May-Day, and Other Pieces
The men are ripe of Saxon kind To build an equal state,— To take the statute from the mind, And make of duty fate.

United States! the ages plead,—  Present and Past in under-song,— Go put your creed into your deed, Nor speak with double tongue.

For sea and land don’t understand, Nor skies without a frown See rights for which the one hand fights By the other cloven down.

Be just at home; then write your scroll Of honour o’er the sea, And bid the broad Atlantic roll, A ferry of the free.

And, henceforth, there shall be no chain, Save underneath the sea The wires shall murmur through the main Sweet songs of LIBERTY.

The conscious stars accord above, The waters wild below, And under, through the cable wove, Her fiery errands go.

For He that worketh high and wise, Nor pauses in his plan, Will take the sun out of the skies Ere freedom out of man.

BOSTON HYMN.

READ IN MUSIC HALL, JANUARY 1, 1863.

The word of the Lord by night To the watching Pilgrims came, As they sat by the seaside, And filled their hearts with flame.

God said, I am tired of kings, I suffer them no more; Up to my ear the morning brings The outrage of the poor.

Think ye I made this ball A field of havoc and war, Where tyrants great and tyrants small Might harry the weak and poor?

My angel, his name is Freedom,— Choose him to be your king; He shall cut pathways east and west, And fend you with his wing.

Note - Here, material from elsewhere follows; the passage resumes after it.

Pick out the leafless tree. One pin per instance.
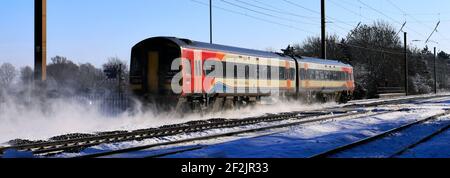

Lo! I uncover the land Which I hid of old time in the West, As the sculptor uncovers the statue When he has wrought his best;

I show Columbia, of the rocks Which dip their foot in the seas, And soar to the air-borne flocks Of clouds, and the boreal fleece.

I will divide my goods; Call in the wretch and slave: None shall rule but the humble, And none but Toil shall have.

I will have never a noble, No lineage counted great; Fishers and choppers and ploughmen Shall constitute a state.